How do languages balance the richness of their structures with the need for efficient communication? To investigate, researchers at the Leibniz Institute for the German Language (IDS) in Mannheim, Germany, trained computational language models on more than 6,500 documents in over 2,000 languages. They found that languages that are computationally harder to process compensate for this increased complexity with greater efficiency: more complex languages need fewer symbols to encode the same message. The analyses also reveal that larger language communities tend to use more complex but more efficient languages.
Language models are computer algorithms that learn to process and generate language by analysing large amounts of text. They excel at identifying patterns without relying on predefined rules, making them valuable tools for linguistic research. Importantly, not all models are the same: their internal architectures vary, shaping how they learn and process language. These differences allow researchers to compare languages in new ways and uncover insights into linguistic diversity.

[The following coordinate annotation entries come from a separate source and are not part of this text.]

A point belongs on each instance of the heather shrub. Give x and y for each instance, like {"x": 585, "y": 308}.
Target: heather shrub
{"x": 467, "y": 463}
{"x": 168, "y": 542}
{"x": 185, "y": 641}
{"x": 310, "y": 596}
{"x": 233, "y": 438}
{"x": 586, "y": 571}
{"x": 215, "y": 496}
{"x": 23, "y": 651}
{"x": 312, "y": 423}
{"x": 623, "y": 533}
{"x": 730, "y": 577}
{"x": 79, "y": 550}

In a novel study, researchers at the IDS trained language models on a vast dataset of over 6,500 documents in more than 2,000 languages, covering almost 3 billion words. The texts included religious writings, legal documents, movie subtitles, newspaper articles, and a lot more. The researchers estimated how difficult it is for the computational models to process or produce text, using this as a measure of language complexity. “We trained very different language models on this textual material,” says co-author Sascha Wolfer. “Some simple models only consider the last two words, which limits their ability to capture grammatical patterns over long distances. Others, such as transformers (similar to ChatGPT), use advanced mechanisms to analyse complex dependencies and uncover richer linguistic structures.”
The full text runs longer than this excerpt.